The lack of excitement I now have for this game is a perfect example of how games are announced too early. Compare the collective yawn this game has for me and my friends (who are diehard Destiny fans despite all its flaws, and always open to a new game that scratches the same sort of itch) to how we felt about it when it was announced and it’s night and day.
Don’t announce games a year and a half or two years before they come out, the world moves at a much faster pace now and games like Apex are taking advantage of that, announce a week before release and you’ll get all the benefits you thought you were getting with a long, drawn out marketing campaign. Everyone’s raving about Apex because it feels like it came out of nowhere, same with Fortnite before it.
There’s a good game under there, but there’s just annoying time sinks involved. Long mission load times are a killer considering how short most missions really are, while the user interface on PC is just garbage. It’s obviously a console port with zero effort put into UX, which is just lazy and sad. Getting left behind by your team which is easy, due to the somewhat open world style also gives you another loading scheme, and is dictated by the fastest player in the team, while the world is relatively empty. Plus there’s loading into dungeon type zones WITHIN missions…
It’d be easy to spend as much time loading into a mission and then going through the loot etc, unless you skip all the after mission stuff, as you spent playing the actual mission. Take out boring running around time, and it gets worse.
It also feels like you’re fighting your team for kills and getting in each other’s way as much as working with any synergy and spawns are often too low for the team, and missions are just lacklustre. Destiny does it 100x better with their missions and world events.
Walking around the town is just terrible. There’s good NPC dialogue, but why even care, while there’s no way you can claim the story is better than Destiny, as lacking as it was there, is is more-so I would argue in Anthem and there’s no intrigue or reason to even care. At least Destiny had you working through a relatively linear story which lasted a bit of time. Adding a bit of character in Anthem can’t hide the fact there’s essentially no feeling of actual progression, while a total lack of explanation of game mechanics hinders getting to know the game.

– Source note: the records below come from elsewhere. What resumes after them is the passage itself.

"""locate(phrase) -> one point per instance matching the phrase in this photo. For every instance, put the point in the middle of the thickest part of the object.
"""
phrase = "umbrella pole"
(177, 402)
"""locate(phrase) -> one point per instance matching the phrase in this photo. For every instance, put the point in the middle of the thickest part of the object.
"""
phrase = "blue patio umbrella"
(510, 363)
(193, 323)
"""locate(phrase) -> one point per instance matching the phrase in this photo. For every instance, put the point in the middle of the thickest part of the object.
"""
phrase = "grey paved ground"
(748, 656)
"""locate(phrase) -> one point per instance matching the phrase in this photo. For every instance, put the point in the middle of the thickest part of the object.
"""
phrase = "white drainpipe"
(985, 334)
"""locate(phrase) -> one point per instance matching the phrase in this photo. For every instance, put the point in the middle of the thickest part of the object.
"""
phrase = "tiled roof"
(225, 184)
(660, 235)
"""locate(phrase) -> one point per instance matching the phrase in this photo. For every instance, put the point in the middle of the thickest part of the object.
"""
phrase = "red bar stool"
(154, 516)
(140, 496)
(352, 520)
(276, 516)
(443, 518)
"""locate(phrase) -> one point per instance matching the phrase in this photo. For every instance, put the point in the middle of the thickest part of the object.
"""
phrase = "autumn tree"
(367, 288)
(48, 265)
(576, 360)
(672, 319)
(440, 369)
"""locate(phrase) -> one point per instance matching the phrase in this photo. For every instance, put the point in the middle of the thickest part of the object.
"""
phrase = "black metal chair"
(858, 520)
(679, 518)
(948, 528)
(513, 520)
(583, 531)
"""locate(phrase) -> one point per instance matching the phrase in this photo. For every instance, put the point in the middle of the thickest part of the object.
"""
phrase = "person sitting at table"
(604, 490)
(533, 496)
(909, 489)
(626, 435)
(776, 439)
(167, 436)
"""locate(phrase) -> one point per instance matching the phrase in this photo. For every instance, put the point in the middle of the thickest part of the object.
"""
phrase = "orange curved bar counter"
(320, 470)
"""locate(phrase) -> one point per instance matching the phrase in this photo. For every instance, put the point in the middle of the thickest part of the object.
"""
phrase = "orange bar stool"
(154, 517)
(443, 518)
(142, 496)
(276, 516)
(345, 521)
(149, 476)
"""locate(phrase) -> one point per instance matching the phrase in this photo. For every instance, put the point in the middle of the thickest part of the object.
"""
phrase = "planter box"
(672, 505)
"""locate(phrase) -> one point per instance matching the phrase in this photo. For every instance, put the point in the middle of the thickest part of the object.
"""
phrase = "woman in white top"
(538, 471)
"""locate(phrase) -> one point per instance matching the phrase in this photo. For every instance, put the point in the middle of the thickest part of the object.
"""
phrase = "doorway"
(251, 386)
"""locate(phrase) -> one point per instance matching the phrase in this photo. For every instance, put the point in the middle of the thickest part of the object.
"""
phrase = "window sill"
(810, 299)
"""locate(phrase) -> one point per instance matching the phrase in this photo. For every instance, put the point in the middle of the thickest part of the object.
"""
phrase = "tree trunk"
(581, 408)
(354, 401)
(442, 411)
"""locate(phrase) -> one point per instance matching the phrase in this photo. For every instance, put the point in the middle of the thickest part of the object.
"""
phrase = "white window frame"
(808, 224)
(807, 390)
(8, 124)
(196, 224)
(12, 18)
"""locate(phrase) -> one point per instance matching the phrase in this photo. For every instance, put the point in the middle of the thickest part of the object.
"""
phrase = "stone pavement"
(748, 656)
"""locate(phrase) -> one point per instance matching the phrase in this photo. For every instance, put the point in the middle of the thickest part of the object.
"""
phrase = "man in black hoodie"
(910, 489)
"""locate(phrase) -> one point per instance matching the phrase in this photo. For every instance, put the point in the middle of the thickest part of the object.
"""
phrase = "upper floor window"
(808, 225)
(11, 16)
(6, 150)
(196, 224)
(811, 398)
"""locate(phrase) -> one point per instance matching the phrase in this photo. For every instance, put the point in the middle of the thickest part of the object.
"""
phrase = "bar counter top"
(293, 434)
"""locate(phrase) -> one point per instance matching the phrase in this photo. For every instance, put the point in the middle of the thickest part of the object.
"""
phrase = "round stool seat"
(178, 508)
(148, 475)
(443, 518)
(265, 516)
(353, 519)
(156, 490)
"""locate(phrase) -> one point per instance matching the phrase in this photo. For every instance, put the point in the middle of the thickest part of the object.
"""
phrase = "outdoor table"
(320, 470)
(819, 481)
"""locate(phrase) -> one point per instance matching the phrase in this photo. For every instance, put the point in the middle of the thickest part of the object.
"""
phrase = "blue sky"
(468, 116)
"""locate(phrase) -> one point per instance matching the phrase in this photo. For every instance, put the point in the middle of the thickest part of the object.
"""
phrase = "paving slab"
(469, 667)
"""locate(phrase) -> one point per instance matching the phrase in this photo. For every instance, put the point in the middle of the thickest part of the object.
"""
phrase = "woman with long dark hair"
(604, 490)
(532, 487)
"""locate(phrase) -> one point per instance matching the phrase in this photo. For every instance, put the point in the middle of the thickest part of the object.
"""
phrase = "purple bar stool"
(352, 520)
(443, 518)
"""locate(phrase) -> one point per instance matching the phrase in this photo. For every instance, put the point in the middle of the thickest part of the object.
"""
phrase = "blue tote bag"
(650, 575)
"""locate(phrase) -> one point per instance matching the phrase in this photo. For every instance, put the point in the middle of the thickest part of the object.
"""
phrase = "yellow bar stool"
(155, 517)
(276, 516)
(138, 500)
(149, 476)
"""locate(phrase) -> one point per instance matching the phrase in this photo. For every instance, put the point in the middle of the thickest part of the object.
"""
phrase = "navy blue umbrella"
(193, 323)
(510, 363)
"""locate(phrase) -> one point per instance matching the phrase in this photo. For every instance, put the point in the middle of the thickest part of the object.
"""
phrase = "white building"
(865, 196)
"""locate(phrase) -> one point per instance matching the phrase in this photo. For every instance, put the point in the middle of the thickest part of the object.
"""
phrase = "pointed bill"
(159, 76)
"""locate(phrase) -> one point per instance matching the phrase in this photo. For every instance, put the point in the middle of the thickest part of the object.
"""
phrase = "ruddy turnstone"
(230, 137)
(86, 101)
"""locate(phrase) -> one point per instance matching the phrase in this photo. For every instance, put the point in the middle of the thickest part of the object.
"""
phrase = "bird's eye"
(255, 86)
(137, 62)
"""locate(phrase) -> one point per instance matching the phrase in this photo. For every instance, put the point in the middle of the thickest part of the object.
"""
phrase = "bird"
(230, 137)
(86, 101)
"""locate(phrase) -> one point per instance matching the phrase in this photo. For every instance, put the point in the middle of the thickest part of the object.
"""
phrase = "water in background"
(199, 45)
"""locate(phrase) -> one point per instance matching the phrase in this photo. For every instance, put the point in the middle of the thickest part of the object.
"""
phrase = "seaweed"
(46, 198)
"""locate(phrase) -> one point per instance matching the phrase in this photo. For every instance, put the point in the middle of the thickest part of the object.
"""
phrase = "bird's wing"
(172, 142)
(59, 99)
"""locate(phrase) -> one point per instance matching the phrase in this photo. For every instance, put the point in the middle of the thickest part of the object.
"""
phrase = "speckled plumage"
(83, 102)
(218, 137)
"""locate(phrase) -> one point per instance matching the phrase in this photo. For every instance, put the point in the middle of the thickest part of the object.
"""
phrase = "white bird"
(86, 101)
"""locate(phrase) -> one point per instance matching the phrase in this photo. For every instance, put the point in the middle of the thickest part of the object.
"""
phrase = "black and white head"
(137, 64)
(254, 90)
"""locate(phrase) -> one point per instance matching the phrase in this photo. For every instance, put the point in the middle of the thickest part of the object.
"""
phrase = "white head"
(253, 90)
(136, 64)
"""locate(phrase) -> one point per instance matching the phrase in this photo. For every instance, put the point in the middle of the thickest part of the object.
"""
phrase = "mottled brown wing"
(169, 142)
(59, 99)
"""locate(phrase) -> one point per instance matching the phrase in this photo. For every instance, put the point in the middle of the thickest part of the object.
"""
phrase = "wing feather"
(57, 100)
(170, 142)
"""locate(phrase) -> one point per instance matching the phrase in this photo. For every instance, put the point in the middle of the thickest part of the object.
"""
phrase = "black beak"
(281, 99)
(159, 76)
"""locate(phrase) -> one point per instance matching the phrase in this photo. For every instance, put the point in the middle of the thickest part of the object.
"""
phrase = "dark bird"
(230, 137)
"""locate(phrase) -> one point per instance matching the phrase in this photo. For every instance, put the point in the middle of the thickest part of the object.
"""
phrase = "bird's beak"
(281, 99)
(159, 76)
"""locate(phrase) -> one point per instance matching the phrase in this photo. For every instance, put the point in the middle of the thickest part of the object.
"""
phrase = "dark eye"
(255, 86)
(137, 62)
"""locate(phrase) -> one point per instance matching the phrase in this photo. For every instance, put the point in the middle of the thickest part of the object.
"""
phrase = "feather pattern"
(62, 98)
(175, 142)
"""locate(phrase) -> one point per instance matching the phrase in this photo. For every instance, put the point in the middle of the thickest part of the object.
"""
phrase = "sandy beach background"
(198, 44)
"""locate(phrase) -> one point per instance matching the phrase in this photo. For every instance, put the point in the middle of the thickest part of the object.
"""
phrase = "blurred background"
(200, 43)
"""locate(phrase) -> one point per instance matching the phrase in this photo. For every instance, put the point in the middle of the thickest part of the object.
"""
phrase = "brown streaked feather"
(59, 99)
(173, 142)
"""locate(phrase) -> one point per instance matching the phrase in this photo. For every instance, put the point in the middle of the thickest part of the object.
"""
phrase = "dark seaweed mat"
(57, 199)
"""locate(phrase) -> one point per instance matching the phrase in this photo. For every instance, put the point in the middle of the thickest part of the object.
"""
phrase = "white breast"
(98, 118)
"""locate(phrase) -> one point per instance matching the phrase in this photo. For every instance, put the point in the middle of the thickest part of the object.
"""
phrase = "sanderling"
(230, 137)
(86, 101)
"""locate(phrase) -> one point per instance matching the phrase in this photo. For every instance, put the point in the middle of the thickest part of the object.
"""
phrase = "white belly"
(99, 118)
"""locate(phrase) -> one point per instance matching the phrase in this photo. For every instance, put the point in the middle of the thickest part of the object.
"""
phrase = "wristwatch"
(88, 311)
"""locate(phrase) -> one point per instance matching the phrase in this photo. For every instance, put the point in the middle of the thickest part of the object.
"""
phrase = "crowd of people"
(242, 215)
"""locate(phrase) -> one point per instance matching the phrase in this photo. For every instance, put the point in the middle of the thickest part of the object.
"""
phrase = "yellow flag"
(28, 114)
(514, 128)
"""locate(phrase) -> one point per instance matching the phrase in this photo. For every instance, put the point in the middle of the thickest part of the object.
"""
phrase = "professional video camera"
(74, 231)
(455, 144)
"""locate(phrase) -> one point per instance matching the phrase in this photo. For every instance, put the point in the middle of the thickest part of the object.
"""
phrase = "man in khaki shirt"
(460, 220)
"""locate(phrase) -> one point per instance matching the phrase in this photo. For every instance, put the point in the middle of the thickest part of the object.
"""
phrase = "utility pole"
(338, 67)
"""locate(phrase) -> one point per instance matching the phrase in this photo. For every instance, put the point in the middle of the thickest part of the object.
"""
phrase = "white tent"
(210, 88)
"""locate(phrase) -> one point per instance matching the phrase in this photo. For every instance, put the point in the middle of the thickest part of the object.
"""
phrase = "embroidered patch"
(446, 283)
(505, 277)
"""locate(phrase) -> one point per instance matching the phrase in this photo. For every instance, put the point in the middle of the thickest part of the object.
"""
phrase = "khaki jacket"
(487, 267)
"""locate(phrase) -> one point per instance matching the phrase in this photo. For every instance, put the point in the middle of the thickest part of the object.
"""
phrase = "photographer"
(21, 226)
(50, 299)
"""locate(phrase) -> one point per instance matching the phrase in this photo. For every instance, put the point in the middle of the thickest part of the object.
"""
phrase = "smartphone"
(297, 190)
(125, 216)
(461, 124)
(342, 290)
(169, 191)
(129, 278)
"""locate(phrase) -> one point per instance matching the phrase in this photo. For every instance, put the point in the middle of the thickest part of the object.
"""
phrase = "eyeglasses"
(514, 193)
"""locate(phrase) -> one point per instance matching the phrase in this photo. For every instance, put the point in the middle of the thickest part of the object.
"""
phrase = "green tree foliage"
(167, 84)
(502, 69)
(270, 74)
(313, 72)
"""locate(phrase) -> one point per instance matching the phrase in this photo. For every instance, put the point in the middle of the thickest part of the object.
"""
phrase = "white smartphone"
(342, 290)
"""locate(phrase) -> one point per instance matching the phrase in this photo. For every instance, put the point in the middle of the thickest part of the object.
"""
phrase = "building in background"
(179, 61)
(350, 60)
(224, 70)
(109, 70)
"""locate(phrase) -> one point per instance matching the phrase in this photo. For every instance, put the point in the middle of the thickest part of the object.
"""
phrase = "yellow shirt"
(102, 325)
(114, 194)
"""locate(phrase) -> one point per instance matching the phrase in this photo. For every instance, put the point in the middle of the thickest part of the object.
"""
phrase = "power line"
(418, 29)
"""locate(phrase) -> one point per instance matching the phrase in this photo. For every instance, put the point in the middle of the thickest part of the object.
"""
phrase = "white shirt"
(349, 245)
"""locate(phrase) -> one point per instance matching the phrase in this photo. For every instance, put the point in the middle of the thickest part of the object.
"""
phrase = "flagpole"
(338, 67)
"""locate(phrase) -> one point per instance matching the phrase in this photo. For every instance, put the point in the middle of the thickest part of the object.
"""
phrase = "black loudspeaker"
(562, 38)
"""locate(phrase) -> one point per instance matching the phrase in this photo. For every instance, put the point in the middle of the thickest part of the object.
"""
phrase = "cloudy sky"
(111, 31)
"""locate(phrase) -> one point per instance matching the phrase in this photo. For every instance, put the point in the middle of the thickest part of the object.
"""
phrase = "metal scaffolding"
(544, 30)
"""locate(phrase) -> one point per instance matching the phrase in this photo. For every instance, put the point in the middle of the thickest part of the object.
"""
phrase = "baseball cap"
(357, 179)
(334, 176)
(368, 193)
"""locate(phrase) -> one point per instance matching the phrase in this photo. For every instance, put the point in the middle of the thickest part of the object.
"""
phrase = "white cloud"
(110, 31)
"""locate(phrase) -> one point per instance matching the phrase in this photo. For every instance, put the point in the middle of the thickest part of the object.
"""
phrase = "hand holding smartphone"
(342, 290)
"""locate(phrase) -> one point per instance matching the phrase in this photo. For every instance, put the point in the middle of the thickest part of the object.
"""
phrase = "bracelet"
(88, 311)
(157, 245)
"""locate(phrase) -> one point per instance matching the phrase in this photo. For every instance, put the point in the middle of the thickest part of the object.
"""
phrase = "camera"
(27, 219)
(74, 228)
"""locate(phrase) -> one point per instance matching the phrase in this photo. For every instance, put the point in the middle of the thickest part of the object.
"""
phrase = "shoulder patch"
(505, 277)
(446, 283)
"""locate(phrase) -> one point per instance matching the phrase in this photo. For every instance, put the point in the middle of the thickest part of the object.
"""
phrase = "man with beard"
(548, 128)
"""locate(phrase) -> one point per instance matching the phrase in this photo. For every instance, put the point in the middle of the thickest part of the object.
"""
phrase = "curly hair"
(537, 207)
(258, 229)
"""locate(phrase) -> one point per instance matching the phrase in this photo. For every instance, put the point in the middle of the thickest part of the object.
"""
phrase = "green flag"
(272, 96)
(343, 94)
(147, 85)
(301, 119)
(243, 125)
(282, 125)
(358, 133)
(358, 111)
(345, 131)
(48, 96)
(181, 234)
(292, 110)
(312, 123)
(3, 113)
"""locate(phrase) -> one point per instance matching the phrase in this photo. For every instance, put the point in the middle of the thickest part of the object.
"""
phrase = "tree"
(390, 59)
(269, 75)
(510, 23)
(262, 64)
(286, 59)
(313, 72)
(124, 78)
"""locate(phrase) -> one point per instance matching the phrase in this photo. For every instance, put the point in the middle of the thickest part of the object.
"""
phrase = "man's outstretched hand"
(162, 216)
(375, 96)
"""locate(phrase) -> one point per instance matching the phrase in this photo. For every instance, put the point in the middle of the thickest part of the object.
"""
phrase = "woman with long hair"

It wouldn’t matter though, if there wasn’t stupid load times just to customise your suit, or get into town, as well as the need to run around and uselessly talk to people with endless boring (but characterful) dialogue. There needs to be a Destiny type system where you can just launch missions from anywhere, and not just the social hub.
The way they’ve designed the town/hub is all about theatrics and trying to make a good first impression, but it’s just wasted time, especially with how slow you walk around town. It’s meant to be a shooter looter, and while the shooting is good, it feels even more sparse than Destiny as far as going out to kill things, and I’ve yet to see any actually good loot, or anything slightly special, while it already almost feels like it’s pure grind, with almost no time played.